Bug #84541

Uncaught TYPO3 Exception in indexed_search: duplicate key (hash) error

Added by Sybille Peters over 1 year ago. Updated 5 days ago.

Status:
New
Priority:
Should have
Assignee:
-
Category:
Indexed Search
Target version:
-
Start date:
2018-03-27
Due date:
% Done:

0%

TYPO3 Version:
8
PHP Version:
Tags:
Complexity:
Is Regression:
Sprint Focus:
On Location Sprint

Description

I get an Exception with HTTP status code 503 on loading a page with the Exception message:

Oops, an error occurred!
An exception occurred while executing 'INSERT INTO `index_words` (`wid`, `baseword`, `metaphone`) VALUES (?, ?, ?)' with params [55602717, "images\/botschaften", "66411504"]: Duplicate entry '55602717' for key 'PRIMARY'

System

  • TYPO3 version 8.7.17
  • current master

Severity of error

Even if Configuration preset "Live" is selected, an error is still displayed in the frontend on first load of page. The page is not rendered. Doesn't happen for all pages, only for pages where the hash collision occurs. Still, it's pretty ugly.

Reproduce

  1. Activate the extension indexed_search
  2. Add static includes for indexed_search
  3. Add the following words to a new or existing content element: graf gettogethers abfluss erworbener
  4. Load the page in the frontend (you may have to do that twice)

Expected result

Page is displayed

Actual result

Exception message:

Uncaught TYPO3 Exception
An exception occurred while executing 'INSERT INTO `index_words` (`wid`, `baseword`, `metaphone`) VALUES (?, ?, ?)' with params [186135449, "gettogethers", "199699927"]: Duplicate entry '186135449' for key 'PRIMARY' 

Reproduce with test code

You can also reproduce the problem with this simple test script, which includes the original hash function from IndexedSearchUtility and some test strings

<?php

$str = ['graf', 'gettogethers', 'abfluss', 'erworbener'];

function md5inthash($stringToHash)
{
    return hexdec(substr(md5($stringToHash), 0, 7));
}

foreach ($str as $s) {
    print("string=$s hash=" . md5inthash($s) . "\n");
}

The first 2 strings and the third and forth string produce the same hash (which causes the collisions):
string=graf hash=186135449
string=gettogethers hash=186135449
string=abfluss hash=211412923
string=erworbener hash=211412923

Additional information

If you need to reproduce this several times, you can delete the index for the page by selecting the "Indexing" module, select the page with the content you inserted earlier, then select "Detailed statistics" and press the "Delete" garbage can.
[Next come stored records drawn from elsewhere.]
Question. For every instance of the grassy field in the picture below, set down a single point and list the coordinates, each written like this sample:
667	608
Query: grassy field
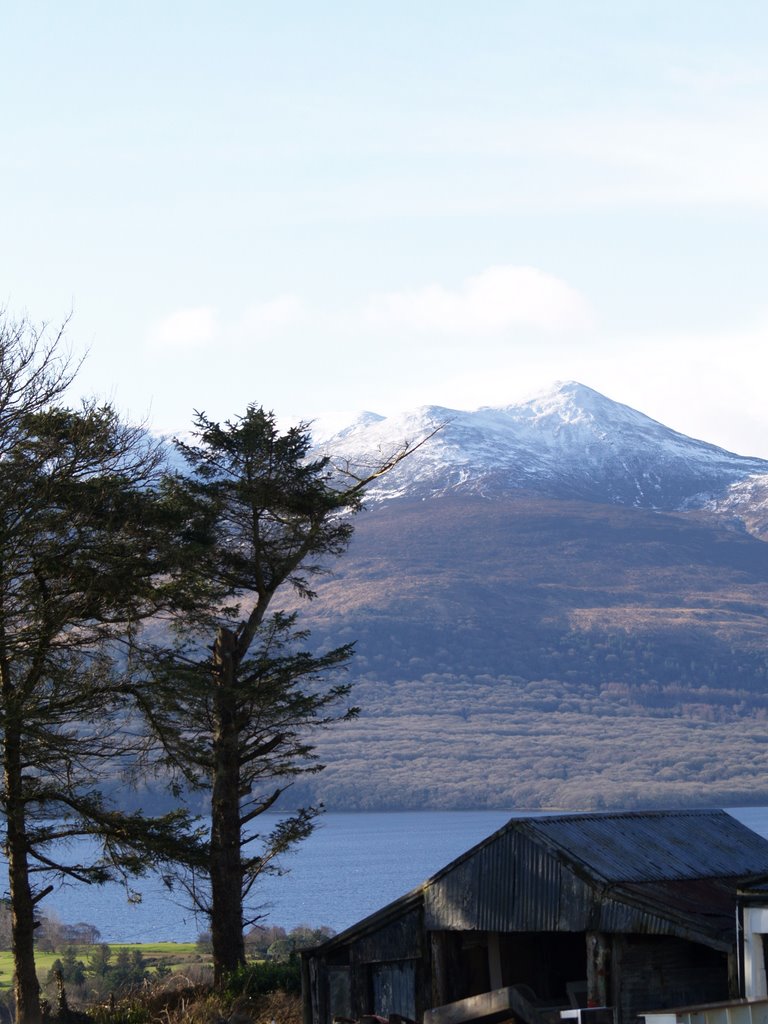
177	955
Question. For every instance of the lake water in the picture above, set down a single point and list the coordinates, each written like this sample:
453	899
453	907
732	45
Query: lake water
350	866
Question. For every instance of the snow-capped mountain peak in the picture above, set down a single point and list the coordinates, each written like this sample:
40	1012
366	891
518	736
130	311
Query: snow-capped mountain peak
566	441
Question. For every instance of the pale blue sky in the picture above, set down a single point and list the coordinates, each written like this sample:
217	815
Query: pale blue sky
327	207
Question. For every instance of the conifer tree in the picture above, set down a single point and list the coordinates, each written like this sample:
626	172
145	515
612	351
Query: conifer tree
242	693
83	558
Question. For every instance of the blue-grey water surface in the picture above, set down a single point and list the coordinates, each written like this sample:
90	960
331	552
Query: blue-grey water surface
351	865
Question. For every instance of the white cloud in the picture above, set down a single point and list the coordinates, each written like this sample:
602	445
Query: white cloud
493	301
194	328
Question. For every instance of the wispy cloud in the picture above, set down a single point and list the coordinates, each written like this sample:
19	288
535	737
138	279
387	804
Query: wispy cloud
282	311
184	329
497	299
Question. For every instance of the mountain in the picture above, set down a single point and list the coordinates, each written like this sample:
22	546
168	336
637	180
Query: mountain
556	604
567	442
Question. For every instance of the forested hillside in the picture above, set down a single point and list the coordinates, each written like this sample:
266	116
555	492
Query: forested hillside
534	652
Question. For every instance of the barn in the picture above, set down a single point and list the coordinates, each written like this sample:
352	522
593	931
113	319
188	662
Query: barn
628	911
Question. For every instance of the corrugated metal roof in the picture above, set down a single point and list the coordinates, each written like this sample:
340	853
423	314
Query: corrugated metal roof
652	846
635	871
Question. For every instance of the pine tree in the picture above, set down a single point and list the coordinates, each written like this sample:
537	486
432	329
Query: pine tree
83	558
242	694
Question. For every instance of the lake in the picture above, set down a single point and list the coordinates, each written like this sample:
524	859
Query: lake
350	866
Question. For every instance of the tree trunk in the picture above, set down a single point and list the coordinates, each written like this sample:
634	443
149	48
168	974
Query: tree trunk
27	986
225	869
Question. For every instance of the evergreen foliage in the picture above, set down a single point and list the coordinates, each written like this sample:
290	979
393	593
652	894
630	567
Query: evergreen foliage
85	554
236	701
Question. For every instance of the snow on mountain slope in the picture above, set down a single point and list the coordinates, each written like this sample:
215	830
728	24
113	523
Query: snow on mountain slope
568	441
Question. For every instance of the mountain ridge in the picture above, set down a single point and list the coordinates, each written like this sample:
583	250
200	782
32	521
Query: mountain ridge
571	613
567	441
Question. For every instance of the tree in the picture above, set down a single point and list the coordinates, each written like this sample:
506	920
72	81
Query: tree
83	558
242	694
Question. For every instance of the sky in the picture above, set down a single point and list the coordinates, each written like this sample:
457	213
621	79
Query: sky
329	207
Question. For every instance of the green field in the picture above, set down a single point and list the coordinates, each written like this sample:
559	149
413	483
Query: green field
178	956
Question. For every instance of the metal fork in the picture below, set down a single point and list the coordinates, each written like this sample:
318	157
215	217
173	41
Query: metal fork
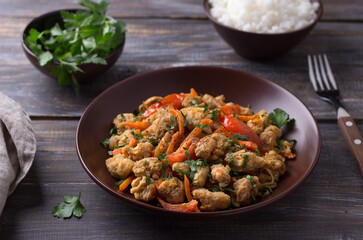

You can also check the sys_log for similar errors:

 SELECT uid,FROM_UNIXTIME(tstamp),details FROM sys_log WHERE details LIKE '%index_word%' and error = 2 ORDER BY uid DESC LIMIT 10;

Cause of error

possibly: https://github.com/TYPO3/TYPO3.CMS/blob/8124407655ae73656bf6c21f6bc8841b8e1d2023/typo3/sysext/indexed_search/Classes/Indexer.php#L2134

(the link goes to a specific commit which may no longer reflect the current codebase)

hash collision?

Affected fields

These are the fields in the DB, that get filled using the current hash algorithm:

(all affected fields by looking at DB schema and content and guessing):

  • index_debug.phash
  • index_fulltext.phash
  • index_grlist.phash
  • index_grlist.phash_x
  • index_grlist.hash_gr_list
  • index_phash.phash
  • index_phash.phash_grouping
  • index_phash.contentHash
  • index_rel.phash
  • index_rel.wid
  • index_section.phash (see https://forge.typo3.org/issues/79802)
  • index_section.phash_t3
  • index_words.wid (see this issue)
  • index_words.metaphone

Currently however, only index_words.wid seems to be affected by the collisions.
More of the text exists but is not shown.